Avec cet album, son seizième, sobrement intitulé Celia, on pourrait craindre d’entendre une Angélique Kidjo vampirisée par son idole, et tentant de l’imiter. Ce serait mal connaître cette grande artiste à la personnalité et au caractère bien trempés, déjà couronnée par trois Grammy Awards.

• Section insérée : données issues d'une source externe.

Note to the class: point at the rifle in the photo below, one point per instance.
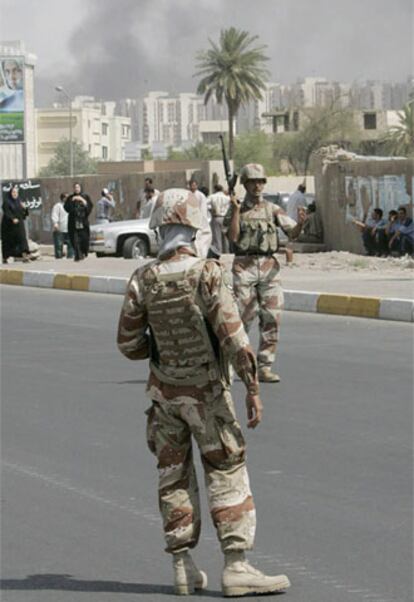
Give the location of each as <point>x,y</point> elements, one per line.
<point>231,178</point>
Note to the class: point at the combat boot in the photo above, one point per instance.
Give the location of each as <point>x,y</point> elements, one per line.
<point>267,376</point>
<point>240,578</point>
<point>187,577</point>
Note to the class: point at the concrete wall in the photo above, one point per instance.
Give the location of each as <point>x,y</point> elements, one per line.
<point>348,189</point>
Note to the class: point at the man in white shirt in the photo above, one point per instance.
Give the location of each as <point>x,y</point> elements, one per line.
<point>204,236</point>
<point>296,201</point>
<point>142,196</point>
<point>59,219</point>
<point>218,204</point>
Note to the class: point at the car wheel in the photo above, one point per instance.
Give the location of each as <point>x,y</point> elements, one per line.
<point>135,247</point>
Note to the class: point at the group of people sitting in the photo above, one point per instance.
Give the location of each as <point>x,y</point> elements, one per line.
<point>393,236</point>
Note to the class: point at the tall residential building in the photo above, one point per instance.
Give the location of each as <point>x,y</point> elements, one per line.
<point>94,125</point>
<point>17,113</point>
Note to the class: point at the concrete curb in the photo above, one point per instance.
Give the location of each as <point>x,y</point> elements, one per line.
<point>401,310</point>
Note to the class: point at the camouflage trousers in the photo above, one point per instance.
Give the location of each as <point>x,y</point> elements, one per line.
<point>171,427</point>
<point>256,282</point>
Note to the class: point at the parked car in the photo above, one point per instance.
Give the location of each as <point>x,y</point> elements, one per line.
<point>130,239</point>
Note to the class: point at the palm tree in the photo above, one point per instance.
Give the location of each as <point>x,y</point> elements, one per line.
<point>400,139</point>
<point>232,70</point>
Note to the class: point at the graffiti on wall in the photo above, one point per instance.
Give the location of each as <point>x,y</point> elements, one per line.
<point>363,194</point>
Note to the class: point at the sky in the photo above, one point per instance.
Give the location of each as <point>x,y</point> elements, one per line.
<point>122,48</point>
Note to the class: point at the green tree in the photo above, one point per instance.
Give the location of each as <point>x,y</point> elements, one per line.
<point>59,164</point>
<point>233,71</point>
<point>400,139</point>
<point>320,126</point>
<point>254,147</point>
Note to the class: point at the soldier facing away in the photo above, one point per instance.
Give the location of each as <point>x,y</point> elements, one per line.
<point>252,228</point>
<point>180,312</point>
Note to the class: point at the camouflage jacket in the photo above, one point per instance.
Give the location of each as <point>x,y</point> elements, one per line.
<point>216,301</point>
<point>266,235</point>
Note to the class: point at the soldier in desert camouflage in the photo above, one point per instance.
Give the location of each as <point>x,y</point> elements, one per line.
<point>252,228</point>
<point>180,312</point>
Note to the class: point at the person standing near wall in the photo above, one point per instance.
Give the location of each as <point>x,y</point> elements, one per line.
<point>59,218</point>
<point>105,207</point>
<point>13,232</point>
<point>217,205</point>
<point>79,207</point>
<point>252,228</point>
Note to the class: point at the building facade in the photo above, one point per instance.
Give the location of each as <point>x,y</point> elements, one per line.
<point>17,152</point>
<point>95,126</point>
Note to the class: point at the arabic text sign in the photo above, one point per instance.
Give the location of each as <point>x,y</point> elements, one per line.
<point>11,99</point>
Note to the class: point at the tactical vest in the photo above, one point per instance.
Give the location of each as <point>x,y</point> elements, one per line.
<point>183,351</point>
<point>258,231</point>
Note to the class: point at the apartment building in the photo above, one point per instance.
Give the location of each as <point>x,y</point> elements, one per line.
<point>101,132</point>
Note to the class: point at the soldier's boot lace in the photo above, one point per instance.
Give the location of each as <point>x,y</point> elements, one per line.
<point>187,577</point>
<point>240,578</point>
<point>267,376</point>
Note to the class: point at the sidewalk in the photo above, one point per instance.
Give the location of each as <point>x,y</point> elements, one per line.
<point>338,283</point>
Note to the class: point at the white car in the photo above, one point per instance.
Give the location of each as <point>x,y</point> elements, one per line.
<point>130,239</point>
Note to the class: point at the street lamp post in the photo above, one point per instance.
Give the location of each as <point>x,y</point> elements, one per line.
<point>64,92</point>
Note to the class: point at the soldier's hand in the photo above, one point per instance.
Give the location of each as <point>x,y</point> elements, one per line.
<point>302,215</point>
<point>234,200</point>
<point>254,410</point>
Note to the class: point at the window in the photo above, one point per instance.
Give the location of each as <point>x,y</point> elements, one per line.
<point>370,121</point>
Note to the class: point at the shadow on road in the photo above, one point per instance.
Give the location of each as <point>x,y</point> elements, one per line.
<point>68,583</point>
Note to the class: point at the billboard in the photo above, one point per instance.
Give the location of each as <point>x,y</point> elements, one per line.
<point>11,99</point>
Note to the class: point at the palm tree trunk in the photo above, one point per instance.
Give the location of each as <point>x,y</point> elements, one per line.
<point>231,134</point>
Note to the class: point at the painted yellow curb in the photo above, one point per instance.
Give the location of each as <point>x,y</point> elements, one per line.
<point>347,305</point>
<point>63,281</point>
<point>11,276</point>
<point>364,307</point>
<point>333,304</point>
<point>80,283</point>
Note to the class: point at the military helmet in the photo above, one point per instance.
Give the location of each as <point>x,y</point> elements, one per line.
<point>176,206</point>
<point>252,171</point>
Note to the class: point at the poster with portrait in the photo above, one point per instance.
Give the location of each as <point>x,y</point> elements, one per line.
<point>11,99</point>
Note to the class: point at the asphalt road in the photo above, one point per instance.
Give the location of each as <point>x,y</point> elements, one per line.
<point>330,466</point>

On retrouve bien, au chant, l’énergie et la puissance de « la reina de todos los ritmos ». Kidjo reprend même à son compte sa célèbre interjection et signature scénique « Azúcar ! » Mais ce dix-titres est surtout l’occasion de ramener la métisse caribéenne et la salsa cubaine à leurs racines africaines.
>>> À LIRE – Angélique Kidjo : « Les femmes sont la colonne vertébrale de l’Afrique »
La tradition musicale afro est évidemment déjà perceptible dans la salsa, créée par des esclaves issus principalement des régions côtières de l’ouest du continent : chants en forme de question-réponse, polyrythmies, gammes pentatoniques… Mais, appelé en soutien sur ce projet par Angélique Kidjo, l’arrangeur martiniquais David Donatien a teinté les compositions de nuances musicales africaines beaucoup plus contemporaines.
Dessiner les contours de l’Afrique
Sur la reprise du titre « Quimbara », par exemple, on perçoit des riffs de guitare tournoyants façon ndombolo, sur celle de « Toro mata », ce sont les saxophones cinglants et les percussions de l’afrobeat de Fela qui surgissent… Tony Allen, le batteur historique du Nigérian, a d’ailleurs été convié sur l’album. Apparaissent également la chanteuse et rappeuse américaine Meshell Ndegeocello ainsi que le quartet de jazz britannique Sons of Kemet.
Omar Victor Diop, photographe sénégalais du moment, signe quant à lui la pochette. On retrouve dans la tenue d’Angélique Kidjo toute l’exubérance des tenues scéniques de Celia Cruz… mais les fleurs autour de la Béninoise dessinent les contours de l’Afrique. On ne peut pas mieux résumer le projet du disque.